Русская фантастическая проза XIX - начала XX века (ил. И.Мельникова)
Шрифт:
С течением времени все чаще и чаще становились эти выходы, и все больше и больше числом были уходившие партии колонистов.
Глядя с недосягаемой высоты на этот разброд людского муравейника, орел недаром ждет себе обильной поживы.
Не все эти толпы идут в места, где могут найти что-нибудь лучше того, что оставили на родине. Все они направляются больше или меньше в одну сторону, именно к этим обильным горам, которые как будто нарочно поднялись так высоко, такими чудными террасами и изломами, чтобы привлекать к себе мысль и воображение человека. Бывает ли ночь за этими сияющими вершинами? Солнце уходит за них и светит там, когда по сю сторону лежит темная ночь. Недаром эти верхи, будто окаймленные золотом, серебром и пурпуром, еще блещут, когда уже все погаснет здесь; недаром они первые вспыхивают опять ослепительными красками поутру, когда еще чуть алеет небосклон на востоке.

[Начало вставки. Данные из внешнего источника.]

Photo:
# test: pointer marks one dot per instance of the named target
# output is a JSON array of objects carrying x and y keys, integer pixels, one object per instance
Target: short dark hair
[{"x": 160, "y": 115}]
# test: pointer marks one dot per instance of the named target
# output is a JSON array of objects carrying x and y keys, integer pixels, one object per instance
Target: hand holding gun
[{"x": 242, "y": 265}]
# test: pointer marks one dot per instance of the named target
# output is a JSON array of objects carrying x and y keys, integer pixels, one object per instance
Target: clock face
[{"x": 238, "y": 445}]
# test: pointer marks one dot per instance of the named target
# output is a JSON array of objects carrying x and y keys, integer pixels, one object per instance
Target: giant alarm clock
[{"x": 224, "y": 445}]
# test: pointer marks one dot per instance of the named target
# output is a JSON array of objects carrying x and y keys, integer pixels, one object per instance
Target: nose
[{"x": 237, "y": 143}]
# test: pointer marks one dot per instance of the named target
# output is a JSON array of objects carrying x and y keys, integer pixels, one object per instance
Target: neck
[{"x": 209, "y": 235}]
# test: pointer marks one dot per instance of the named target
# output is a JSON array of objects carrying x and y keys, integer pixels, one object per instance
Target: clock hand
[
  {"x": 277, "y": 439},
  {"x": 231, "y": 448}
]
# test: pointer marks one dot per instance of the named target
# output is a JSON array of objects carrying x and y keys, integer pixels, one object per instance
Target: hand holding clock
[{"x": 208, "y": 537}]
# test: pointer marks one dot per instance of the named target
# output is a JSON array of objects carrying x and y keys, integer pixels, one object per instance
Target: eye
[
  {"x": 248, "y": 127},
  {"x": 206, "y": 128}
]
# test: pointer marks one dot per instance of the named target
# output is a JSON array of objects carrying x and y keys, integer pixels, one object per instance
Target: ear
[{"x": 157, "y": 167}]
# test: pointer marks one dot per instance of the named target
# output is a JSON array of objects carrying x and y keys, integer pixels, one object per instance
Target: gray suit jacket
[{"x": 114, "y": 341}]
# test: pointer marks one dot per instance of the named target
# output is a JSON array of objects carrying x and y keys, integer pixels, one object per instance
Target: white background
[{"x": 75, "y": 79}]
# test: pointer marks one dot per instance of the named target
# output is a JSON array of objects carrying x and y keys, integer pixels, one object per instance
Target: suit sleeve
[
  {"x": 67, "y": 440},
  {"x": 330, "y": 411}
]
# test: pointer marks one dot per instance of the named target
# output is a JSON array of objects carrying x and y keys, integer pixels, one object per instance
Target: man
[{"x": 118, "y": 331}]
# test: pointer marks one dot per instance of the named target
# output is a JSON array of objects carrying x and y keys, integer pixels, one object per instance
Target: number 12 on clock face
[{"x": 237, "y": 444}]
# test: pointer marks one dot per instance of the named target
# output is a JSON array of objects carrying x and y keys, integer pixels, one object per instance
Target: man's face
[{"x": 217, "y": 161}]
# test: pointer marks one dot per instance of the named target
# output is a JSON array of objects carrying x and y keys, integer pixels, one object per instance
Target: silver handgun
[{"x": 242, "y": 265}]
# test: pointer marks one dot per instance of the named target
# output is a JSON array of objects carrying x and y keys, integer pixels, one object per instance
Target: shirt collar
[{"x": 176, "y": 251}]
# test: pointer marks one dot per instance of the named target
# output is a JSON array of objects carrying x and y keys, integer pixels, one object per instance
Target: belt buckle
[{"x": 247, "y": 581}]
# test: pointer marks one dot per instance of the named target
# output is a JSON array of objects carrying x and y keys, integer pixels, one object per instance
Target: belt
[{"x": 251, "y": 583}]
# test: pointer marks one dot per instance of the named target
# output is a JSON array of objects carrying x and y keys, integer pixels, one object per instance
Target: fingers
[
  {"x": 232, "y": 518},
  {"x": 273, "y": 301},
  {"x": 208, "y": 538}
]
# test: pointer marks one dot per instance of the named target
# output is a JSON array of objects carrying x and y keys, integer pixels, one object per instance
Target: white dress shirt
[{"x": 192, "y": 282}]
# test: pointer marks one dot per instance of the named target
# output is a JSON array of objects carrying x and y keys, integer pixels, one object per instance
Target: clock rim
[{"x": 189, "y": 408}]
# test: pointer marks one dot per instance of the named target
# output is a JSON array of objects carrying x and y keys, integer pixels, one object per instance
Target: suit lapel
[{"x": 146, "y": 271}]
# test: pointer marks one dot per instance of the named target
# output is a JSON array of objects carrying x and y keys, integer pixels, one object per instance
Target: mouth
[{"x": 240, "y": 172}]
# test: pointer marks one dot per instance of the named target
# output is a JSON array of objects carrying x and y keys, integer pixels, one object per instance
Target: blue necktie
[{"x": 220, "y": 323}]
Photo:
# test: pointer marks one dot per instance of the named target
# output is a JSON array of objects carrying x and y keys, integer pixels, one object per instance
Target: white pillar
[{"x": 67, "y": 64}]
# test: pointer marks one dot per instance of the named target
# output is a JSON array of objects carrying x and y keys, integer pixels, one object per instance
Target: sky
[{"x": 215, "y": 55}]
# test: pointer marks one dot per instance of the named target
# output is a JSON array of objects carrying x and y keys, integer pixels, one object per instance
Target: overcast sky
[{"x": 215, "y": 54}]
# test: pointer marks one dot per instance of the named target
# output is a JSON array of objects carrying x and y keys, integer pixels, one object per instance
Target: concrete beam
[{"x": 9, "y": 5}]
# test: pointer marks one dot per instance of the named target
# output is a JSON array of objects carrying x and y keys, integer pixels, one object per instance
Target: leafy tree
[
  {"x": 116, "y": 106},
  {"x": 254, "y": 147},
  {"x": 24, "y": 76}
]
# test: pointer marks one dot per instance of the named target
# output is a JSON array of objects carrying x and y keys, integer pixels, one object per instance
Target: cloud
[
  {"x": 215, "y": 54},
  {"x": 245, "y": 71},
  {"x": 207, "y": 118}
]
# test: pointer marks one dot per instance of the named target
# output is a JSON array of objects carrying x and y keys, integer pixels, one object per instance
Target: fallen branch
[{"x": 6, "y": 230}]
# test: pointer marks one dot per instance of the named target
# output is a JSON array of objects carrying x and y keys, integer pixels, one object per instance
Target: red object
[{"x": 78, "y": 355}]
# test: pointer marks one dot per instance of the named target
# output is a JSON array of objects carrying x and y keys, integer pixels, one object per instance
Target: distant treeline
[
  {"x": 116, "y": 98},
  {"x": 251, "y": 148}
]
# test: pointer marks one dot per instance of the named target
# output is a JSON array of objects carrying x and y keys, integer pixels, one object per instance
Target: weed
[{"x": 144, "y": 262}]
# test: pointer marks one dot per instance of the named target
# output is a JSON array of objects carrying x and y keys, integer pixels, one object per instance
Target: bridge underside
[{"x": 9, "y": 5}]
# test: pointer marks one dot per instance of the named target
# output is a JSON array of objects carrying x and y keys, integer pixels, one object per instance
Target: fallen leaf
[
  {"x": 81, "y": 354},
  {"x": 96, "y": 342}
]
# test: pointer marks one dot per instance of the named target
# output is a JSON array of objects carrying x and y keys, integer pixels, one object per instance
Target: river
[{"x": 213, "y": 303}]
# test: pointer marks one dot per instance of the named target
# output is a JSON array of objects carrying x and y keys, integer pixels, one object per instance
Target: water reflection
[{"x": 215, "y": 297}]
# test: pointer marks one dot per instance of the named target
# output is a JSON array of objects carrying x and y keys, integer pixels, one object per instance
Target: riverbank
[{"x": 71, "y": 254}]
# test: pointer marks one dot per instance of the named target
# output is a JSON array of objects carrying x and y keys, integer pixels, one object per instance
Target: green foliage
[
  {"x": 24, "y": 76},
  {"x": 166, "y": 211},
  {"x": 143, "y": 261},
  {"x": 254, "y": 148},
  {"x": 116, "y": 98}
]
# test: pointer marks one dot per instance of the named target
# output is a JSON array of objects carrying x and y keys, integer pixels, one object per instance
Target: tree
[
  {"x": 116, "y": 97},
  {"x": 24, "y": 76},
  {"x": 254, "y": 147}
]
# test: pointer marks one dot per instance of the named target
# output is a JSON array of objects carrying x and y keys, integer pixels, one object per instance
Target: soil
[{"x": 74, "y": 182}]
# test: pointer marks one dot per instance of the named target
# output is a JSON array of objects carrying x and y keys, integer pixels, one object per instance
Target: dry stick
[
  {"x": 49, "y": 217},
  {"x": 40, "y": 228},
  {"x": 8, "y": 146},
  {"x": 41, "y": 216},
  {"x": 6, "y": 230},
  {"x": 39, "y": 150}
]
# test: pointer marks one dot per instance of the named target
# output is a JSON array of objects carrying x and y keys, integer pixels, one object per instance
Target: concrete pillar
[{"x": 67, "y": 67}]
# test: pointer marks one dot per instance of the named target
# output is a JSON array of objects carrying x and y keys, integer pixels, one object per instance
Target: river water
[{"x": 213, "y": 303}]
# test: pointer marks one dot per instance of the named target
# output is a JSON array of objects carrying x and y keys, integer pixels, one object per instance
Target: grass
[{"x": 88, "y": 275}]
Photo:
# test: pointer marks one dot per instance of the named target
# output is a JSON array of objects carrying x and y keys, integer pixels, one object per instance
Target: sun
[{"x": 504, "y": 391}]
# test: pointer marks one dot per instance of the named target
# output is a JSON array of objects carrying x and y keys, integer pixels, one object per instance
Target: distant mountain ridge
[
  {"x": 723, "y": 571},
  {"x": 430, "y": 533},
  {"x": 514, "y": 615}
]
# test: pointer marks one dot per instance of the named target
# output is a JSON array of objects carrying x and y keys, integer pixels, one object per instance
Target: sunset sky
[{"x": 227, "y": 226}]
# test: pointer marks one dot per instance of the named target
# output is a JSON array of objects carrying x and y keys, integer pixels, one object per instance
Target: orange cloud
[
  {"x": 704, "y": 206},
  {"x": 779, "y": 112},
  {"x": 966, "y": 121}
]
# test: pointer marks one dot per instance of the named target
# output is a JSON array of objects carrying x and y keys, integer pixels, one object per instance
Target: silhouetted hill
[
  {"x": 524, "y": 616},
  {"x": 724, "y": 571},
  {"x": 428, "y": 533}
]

Все эти вереницы странников избрали эти горы целью
Первый оазис после степного перехода остановит многих. Как тут привольно, обильно и хорошо! Зачем идти дальше. Будем жить здесь. Но привычка к странствию уже сделана. Не все захотят оставаться на этом первом приволье. Как знать! Может быть, там, дальше, за тою грядою гор, в верховьях той многоводной реки, природа еще обильнее, еще щедрее обделяет человека своими дарами.
И постепенно, медленно, из века в век, из поколения в поколение, все эти плодоносные склоны заселятся людьми. Если бы начертить все их дороги, вышел бы, вероятно, узор, похожий на тот, который рисует своими нитями паук в выбранном им углу.
Перед нами долина, которая граничит с непроходимым девственным лесом. Лес далеко раскинул свою первую опушку кустов и небольших деревьев. Лишь изредка поднимаются здесь посреди низменного кустарника деревья выше, тенистее. Почти к каждому из таких деревьев прислонены какие-то странные сооружения из ветвей и больших листов. Что это — норы зверей или жилища человека?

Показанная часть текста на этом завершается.